I found this very informative.
http://m.nautil.us/issue/54/the-unspoken/the-rise-and-fall-of-the-english-sentence
I found this very informative.
http://m.nautil.us/issue/54/the-unspoken/the-rise-and-fall-of-the-english-sentence
Strangely, I don’t think I do. Actually, it’s probably my formality in textual communication that’s strange: I tend to reject formality in most areas.
Me neither. I’d be interested in learning stuff like that, if there’s anything on it. Surely there is, but I wouldn’t know how to start searching for it.
What made you decide to use a colon here?
If you were speaking instead of writing, would you have known that particular pause would be followed by an explanation before you actually formulated the explanation? Or is this something where you had a comma or period, then later decided a colon would help communicate the relationship between the two clauses better than simply speaking them could?
~Max
Is it correct to use a colon there or should it be a semi-colon?
That was very interesting. I suppose my formality in textual communication maybe isn’t actually as strange as I thought when I wrote my earlier post, though reading that article doesn’t change the fact that other people I’ve texted/IMed with have generally done so much less formally than I. It also applies to forums, Reddit, etc., but I think most people are a bit more formal in those contexts.
Its title also reminded me of how I’ve noticed that Google’s grammar checker seems to be damaging the English language* by offering erroneous “corrections”, but that’ll have to be separate thread (once I find the short writeup I did on it).

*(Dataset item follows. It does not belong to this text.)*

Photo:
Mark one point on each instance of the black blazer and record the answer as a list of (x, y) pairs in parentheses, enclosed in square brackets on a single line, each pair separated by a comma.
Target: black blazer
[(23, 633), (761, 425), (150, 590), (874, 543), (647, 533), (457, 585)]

*I’m not railing against linguistic evolution here. What I see is a unilateral action by a very powerful entity that’s (probably inadvertently) making the language less expressive and more confusing. Anyway, for another thread.
Anybody know the name of the use of brackets/parentheses to show sentence structure, as shown in this parsing of the sentence from the US Declaration of Independence at the top of the Nautilus article? I thought it was “parenthetical language”, but that didn’t turn out to find anything related to it, last time I searched.
I think I thought to use the colon pretty early in formulating the sentence. I thought of what ideas I wanted to convey, and then the approximate sentence structure and wording, and then the colon just seemed to suggest itself there.
If I was speaking, I might have used something like “because” instead, or split it into two sentences, but I think the overall structure would have been similar.
Is it correct to use a colon there or should it be a semi-colon?
I think it’s a valid use of a colon. But I would, wouldn’t I?: I wouldn’t’ve used it if I thought it was incorrect.
It isn’t the only grammatically correct option there, though: a semicolon would be fine, as would an em dash. Their meanings would be subtly different, though: in a context like this, the colon implies “because” more strongly than the others do—probably because the others have more other uses.
I used three colons in the above two paragraphs; are their meanings all clear?